Kushal Joshi
Posted on May 15, 2022
We're entering into a kind of niche subject here but I want to make it more accessible if I can. At the time of writing this post, at my work we've been using GRPC for a few years, because at the time when we made the decision, it was simple, fast, had some Rust support, and corporate sponsorship (it used to be that G stood for Google...). It's not that we've reached the end of using GRPC but I keep wondering what else is possible, as our work context requires us to go faster and faster.
Title photo by Emre Karataş on Unsplash
GRPC is a binary RPC protocol that serialises pretty damn quick and transfers data more than fast enough across our global system. We could use something faster but, to date, we've had other fish to fry in the area of optimisation.
However, today I have some personal projects that need a data protocol and my leaning is to go with RPC. I need speed and I want it to be well supported and simple to integrate.
While it would be easy to use GRPC again, I want to try out another RPC protocol - Cap'n Proto.
Why? because the author of Cap'n Proto was one of the original authors of ProtoBuf 2 (Protocol Buffers 2) which is the open source serialisation format used in GRPC. Also because Cap'n Proto claims to have no serialisation/deserialisation at all once a message is created, which means it should be very fast for transferring data around a distributed system. This includes consideration for saving that same data structure that doesn't need serialisation. It's apparently all handled by the protocol definition, all the way down to the endian consideration for saved data.
The Cap'n Proto site is both funny and full of information as to why it was created - but I can't immediately find a way to get an example up and running or to understand how to convert my app's types to Cap'n Proto types. I think everything I need should be there as I can see there is a section on Encoding which should explain this.
The only hurdle I have is that while the documentation is extensive it is a little confusing in places and mainly focuses on C++ and the C++ RPC system which is a little different to the Rust code. There are Rust examples in the official repo which I will try and leverage here.
Installing Cap'n Proto
There is a note on their site that Homebrew can be used to install on a Mac.
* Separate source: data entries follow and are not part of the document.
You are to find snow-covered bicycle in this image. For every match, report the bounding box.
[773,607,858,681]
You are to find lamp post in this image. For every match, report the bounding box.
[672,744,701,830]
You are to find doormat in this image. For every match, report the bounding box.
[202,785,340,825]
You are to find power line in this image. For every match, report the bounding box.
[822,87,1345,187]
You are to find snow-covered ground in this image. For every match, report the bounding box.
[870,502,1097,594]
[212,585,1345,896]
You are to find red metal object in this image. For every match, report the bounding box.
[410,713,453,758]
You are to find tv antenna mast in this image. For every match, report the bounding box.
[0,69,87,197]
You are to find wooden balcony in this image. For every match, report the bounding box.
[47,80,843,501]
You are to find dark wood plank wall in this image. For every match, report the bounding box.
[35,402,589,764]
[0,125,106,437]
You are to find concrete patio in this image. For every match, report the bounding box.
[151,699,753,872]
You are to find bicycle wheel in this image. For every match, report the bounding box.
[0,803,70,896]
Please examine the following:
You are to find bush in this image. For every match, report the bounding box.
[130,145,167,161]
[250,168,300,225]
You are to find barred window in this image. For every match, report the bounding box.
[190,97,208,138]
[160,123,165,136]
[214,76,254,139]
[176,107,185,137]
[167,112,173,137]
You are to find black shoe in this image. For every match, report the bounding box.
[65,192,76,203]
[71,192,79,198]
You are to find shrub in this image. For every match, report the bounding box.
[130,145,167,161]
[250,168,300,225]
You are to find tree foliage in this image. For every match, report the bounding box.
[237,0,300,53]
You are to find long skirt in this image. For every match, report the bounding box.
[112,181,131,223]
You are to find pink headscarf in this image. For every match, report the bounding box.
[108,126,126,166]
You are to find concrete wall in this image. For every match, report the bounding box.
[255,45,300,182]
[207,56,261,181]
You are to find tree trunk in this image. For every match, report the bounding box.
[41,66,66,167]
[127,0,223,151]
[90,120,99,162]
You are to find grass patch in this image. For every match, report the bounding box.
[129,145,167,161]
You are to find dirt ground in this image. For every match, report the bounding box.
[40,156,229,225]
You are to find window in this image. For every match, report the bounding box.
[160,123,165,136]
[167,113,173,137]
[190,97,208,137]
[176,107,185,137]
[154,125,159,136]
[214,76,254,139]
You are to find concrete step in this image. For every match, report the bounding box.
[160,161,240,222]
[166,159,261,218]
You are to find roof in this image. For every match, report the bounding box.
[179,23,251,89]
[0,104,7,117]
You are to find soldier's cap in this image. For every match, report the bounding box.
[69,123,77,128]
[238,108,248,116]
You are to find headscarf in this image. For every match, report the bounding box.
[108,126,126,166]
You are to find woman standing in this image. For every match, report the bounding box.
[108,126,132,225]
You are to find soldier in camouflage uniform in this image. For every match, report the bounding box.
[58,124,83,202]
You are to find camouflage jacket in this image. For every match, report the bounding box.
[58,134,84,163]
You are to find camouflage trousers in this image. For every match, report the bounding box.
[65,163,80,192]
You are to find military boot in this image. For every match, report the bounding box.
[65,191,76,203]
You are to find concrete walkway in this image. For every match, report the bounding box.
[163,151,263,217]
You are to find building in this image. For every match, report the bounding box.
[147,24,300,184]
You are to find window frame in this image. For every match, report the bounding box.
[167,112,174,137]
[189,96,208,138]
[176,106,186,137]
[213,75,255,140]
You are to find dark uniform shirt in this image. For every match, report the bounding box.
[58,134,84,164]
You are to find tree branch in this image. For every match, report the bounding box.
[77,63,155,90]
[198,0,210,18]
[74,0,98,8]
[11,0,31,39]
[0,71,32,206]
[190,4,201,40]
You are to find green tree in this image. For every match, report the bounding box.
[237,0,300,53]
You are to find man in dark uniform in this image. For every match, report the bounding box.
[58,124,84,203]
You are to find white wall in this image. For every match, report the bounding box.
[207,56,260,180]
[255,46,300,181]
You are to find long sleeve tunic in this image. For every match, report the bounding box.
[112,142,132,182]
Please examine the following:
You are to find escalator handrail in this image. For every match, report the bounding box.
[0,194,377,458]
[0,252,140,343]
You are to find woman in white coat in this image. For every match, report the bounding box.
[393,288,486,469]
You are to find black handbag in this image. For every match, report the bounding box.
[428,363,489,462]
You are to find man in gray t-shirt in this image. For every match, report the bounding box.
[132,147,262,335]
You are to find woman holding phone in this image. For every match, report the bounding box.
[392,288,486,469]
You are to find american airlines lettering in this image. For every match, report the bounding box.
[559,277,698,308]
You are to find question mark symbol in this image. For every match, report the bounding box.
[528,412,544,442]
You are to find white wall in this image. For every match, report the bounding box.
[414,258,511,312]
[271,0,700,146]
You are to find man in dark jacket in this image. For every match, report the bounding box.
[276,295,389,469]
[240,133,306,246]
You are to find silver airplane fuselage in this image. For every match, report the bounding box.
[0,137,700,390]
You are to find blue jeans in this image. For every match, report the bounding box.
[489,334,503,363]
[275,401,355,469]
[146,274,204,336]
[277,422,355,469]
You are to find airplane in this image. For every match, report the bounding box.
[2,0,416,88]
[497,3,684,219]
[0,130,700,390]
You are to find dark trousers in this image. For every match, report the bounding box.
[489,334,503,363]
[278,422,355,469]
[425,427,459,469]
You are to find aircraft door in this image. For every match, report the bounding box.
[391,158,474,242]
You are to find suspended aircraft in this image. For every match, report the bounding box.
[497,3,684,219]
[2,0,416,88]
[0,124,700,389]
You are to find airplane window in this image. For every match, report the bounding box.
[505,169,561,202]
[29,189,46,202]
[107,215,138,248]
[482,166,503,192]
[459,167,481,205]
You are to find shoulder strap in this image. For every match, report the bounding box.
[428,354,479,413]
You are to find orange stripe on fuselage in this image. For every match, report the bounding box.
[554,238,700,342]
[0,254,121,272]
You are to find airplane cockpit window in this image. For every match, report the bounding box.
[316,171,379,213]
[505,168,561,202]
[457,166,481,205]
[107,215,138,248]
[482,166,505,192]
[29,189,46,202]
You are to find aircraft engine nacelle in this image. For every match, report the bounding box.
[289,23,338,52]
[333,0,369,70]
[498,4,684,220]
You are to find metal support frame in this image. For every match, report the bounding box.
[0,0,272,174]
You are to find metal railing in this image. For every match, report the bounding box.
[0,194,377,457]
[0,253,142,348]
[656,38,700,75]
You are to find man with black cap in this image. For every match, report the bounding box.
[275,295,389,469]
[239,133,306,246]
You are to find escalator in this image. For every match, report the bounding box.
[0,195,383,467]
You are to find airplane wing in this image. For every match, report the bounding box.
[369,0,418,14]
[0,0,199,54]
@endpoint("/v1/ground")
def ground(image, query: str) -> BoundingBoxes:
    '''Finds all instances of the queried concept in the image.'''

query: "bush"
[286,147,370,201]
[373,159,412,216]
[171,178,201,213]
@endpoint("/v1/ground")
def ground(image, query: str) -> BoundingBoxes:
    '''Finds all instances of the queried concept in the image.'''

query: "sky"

But at the time of writing I couldn't figure out what to install.
After some hunting I found that we need the relevant tool to process the Cap'n Proto (capnp) Schema files: https://capnproto.org/capnp-tool.html
I found this can be installed on a Mac with:
brew install capnp
If you don't have Homebrew for you Mac, go here: https://brew.sh/
If you don't have a Mac, there are installation instructions here: https://capnproto.org/install.html
once installed we can make sure it runs and look at the help:
capnp --help
Output
Usage: capnp [<option>...] <command> [<arg>...]
Command-line tool for Cap'n Proto development and debugging.
Commands:
compile Generate source code from schema files.
convert Convert messages between binary, text, JSON, etc.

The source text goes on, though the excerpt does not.